Monday 13 September 2010

Selfish me.

I realised today just how much anger and sadness I have inside me.

It came to me in a dream.

I have been having a lot of similar dreams lately. They always contain the same two people. And in every manifestation of the dream I am the one who comes out at the end with nothing.

How can this be so? What is it in my subconscious that leads me to this conclusion in every one of these dreams?

It is not so in reality... or is it? I suppose on the surface you would say, Hattie, you have what you wanted. How can you question it?

But I am not the same person I was before. I am not going to sit back and not question the things I know in my heart arn't right.

And surely, these dreams indicate something is not right?

I have been lied to. I have been treated as a lesser person by those who have wronged me.

I am no longer a doormat.

And these dreams need to stop.

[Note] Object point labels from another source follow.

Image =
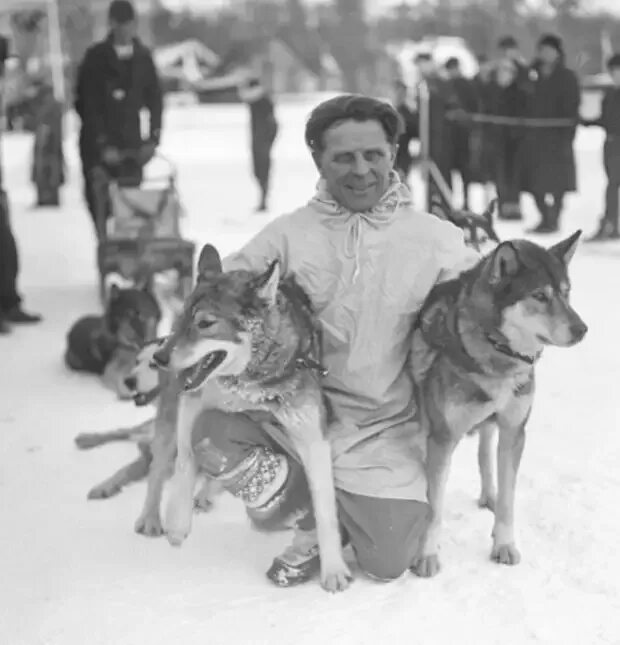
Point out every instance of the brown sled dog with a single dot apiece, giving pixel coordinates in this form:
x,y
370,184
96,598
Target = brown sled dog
x,y
475,347
249,342
156,440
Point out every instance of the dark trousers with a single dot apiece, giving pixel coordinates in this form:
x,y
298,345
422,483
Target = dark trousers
x,y
507,170
385,534
261,159
9,263
611,159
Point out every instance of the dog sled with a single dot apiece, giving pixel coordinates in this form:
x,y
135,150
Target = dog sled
x,y
138,228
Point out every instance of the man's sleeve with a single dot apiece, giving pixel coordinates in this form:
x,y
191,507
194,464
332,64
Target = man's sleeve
x,y
453,256
90,96
154,100
270,244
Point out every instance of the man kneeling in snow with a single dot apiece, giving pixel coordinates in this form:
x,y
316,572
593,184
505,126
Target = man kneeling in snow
x,y
367,260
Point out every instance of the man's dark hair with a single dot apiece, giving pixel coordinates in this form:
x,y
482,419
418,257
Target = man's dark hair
x,y
121,11
355,107
507,42
613,62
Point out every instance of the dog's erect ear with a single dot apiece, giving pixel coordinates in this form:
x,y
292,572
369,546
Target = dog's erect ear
x,y
504,262
209,262
267,283
565,249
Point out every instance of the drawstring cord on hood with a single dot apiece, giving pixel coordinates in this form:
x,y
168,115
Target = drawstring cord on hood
x,y
396,195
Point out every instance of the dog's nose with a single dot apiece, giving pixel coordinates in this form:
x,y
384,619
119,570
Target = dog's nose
x,y
131,383
161,358
578,331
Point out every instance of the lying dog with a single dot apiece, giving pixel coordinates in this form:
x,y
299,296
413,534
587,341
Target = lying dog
x,y
107,345
226,360
481,336
156,440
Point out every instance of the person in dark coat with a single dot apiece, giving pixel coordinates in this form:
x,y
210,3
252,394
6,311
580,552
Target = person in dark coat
x,y
550,171
609,120
263,132
509,99
465,93
410,118
115,81
442,103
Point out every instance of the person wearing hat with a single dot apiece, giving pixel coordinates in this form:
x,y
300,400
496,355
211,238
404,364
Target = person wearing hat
x,y
550,171
115,81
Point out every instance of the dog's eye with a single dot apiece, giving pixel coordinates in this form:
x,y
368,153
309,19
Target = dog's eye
x,y
540,296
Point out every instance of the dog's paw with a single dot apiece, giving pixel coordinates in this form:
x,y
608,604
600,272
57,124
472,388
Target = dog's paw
x,y
336,578
104,491
202,504
176,538
88,440
487,500
426,566
149,525
505,554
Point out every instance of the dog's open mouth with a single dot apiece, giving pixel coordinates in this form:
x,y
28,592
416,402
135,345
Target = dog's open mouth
x,y
194,376
144,398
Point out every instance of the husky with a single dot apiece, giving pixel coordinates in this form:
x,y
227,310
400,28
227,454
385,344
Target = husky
x,y
250,342
155,439
476,344
107,345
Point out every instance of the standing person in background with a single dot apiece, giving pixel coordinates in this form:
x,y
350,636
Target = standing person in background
x,y
263,131
463,89
509,99
442,101
609,120
410,118
115,81
550,171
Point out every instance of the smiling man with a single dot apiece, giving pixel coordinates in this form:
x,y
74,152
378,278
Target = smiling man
x,y
367,260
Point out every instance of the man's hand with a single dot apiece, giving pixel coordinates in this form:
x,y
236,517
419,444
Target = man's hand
x,y
111,156
147,152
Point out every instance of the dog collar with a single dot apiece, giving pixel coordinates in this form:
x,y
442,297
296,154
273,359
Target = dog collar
x,y
504,348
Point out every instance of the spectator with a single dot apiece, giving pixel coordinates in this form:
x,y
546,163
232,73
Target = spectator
x,y
442,101
410,118
609,120
116,79
550,171
263,130
509,100
464,91
10,301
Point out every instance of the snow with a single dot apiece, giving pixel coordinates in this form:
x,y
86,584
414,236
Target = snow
x,y
74,572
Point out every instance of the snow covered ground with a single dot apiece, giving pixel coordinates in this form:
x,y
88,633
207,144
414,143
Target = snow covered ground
x,y
73,572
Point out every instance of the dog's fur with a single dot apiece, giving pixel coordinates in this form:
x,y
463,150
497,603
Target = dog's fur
x,y
249,342
480,336
107,345
156,440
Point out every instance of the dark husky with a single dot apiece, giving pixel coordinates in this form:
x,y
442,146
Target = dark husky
x,y
156,440
475,347
107,345
249,342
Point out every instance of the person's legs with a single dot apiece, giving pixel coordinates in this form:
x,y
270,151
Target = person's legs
x,y
251,464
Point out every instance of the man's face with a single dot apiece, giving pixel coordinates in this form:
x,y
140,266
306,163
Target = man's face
x,y
548,55
123,33
356,163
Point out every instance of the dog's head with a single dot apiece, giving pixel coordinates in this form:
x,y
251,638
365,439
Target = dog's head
x,y
143,382
215,334
525,290
132,314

One way or the other.

Anyone who says that life is not a competition is either very naive, or very stupid.

I am not that person.

Wednesday 8 September 2010

In other news

Candy Floss baffles me. It is like eating flavoured wall insulation.

Speaking of candy floss. I went to the fair last night. It was fun. Like old times :)

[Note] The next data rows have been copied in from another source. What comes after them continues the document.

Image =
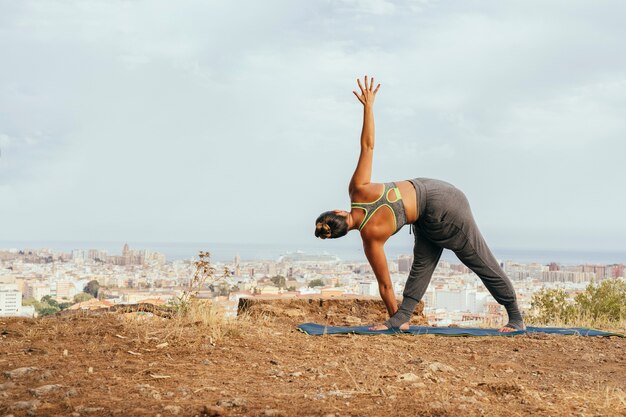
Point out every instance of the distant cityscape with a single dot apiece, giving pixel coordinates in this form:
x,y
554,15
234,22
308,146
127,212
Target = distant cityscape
x,y
30,278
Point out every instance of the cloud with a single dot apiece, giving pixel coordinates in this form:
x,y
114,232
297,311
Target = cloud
x,y
232,121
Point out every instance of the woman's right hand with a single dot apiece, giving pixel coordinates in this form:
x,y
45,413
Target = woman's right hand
x,y
368,94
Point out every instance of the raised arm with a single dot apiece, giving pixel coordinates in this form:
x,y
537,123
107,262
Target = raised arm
x,y
363,173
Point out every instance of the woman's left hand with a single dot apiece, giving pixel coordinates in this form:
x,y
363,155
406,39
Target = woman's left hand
x,y
368,94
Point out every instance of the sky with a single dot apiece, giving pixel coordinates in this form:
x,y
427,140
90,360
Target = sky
x,y
222,121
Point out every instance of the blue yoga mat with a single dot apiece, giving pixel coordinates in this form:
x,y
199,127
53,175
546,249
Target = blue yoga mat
x,y
315,329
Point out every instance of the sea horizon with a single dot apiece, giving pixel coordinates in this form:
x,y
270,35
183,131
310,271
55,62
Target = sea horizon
x,y
226,252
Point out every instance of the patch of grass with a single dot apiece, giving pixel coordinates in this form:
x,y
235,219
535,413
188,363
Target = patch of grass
x,y
601,306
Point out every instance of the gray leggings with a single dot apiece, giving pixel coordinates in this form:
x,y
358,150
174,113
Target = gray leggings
x,y
445,221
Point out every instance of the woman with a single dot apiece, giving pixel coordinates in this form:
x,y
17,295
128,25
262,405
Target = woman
x,y
440,216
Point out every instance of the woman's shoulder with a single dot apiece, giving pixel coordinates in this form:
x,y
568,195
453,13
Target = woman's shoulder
x,y
367,192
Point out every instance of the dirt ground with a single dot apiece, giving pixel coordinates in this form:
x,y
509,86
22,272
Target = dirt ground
x,y
260,365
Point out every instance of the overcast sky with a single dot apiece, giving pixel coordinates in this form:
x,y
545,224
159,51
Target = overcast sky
x,y
234,121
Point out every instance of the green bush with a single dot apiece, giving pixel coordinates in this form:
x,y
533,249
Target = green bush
x,y
606,301
550,305
600,304
316,283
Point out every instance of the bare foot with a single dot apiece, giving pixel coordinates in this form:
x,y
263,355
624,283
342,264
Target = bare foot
x,y
405,326
507,329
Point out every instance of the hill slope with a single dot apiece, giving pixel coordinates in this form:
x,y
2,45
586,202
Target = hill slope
x,y
113,365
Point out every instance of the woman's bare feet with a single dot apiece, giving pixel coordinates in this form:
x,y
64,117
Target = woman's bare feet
x,y
507,329
405,326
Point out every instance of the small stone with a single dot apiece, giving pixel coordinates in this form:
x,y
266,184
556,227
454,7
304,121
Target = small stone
x,y
272,413
45,389
212,411
90,410
20,372
408,377
71,393
173,409
6,386
231,403
293,312
45,375
440,367
26,405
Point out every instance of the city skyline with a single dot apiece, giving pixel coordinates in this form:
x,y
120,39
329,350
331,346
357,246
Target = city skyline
x,y
212,121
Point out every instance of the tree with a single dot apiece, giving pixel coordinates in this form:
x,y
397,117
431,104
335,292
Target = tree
x,y
92,288
81,297
605,301
279,281
551,305
316,283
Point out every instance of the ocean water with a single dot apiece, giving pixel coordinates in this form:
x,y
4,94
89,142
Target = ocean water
x,y
225,252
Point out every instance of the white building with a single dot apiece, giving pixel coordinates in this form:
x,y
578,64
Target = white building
x,y
10,300
456,299
37,290
368,288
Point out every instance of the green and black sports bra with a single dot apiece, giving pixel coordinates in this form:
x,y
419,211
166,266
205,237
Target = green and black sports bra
x,y
396,206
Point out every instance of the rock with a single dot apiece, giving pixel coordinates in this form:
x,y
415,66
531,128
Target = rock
x,y
20,372
270,412
231,403
293,312
409,377
45,375
90,410
6,386
173,409
71,393
26,405
45,389
212,411
439,367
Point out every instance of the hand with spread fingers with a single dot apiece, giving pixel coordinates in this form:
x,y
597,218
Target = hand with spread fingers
x,y
368,93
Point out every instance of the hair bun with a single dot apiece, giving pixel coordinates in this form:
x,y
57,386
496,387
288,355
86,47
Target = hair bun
x,y
322,230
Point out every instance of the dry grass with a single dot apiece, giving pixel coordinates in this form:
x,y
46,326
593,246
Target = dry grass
x,y
582,320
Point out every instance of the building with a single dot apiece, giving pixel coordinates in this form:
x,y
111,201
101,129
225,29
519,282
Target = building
x,y
10,300
404,263
65,290
457,299
37,290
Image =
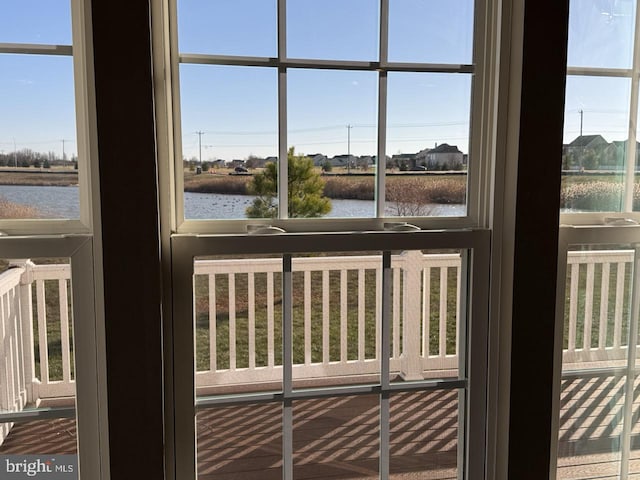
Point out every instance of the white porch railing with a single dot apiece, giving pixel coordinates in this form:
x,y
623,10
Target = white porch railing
x,y
424,328
598,301
337,319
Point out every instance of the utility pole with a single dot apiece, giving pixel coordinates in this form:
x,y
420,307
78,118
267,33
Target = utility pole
x,y
199,133
581,112
349,127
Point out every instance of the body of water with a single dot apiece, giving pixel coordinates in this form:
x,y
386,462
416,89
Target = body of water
x,y
63,202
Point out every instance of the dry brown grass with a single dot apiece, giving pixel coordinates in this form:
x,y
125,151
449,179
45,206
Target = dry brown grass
x,y
39,179
215,183
10,210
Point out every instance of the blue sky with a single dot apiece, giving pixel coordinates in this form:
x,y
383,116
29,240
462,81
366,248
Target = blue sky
x,y
236,107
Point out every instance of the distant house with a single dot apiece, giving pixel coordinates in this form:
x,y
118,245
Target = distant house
x,y
365,161
235,163
614,156
318,159
444,156
255,162
343,160
404,160
588,141
587,152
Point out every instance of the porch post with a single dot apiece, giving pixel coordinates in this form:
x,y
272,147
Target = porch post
x,y
410,360
26,325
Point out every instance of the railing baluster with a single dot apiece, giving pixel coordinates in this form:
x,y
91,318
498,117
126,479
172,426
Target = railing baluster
x,y
9,351
270,321
378,312
426,309
213,330
588,307
232,321
13,349
325,317
617,326
64,331
458,269
307,317
444,280
20,360
573,307
361,314
397,297
343,316
604,306
4,393
42,332
251,294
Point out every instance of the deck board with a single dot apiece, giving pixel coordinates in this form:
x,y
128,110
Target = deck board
x,y
339,438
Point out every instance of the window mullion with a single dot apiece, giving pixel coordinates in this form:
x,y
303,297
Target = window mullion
x,y
381,164
633,116
283,164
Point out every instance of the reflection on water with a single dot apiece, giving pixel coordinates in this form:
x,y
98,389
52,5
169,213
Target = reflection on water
x,y
63,202
51,202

I miss college already :'(

Strange things

Spotify shuffle just played The View From The Afternoon and then A Certain Romance...


To most people, they would probably think... hmm.. why on earth is it significant that Hattie's spotify played 2 Arctic Monkeys songs back to back?

The answer my friends is rock Show 2008. Those two songs, sung by two of my favourite boys Mr Luke Talboys and Mr Rory Campbell.

It just made me smile is all...

Sorry for wasting precious seconds of your life reading this pointless blog. I just like it when things like that happen...

Wednesday 1 September 2010

Just coz


I'm kinda proud of this :)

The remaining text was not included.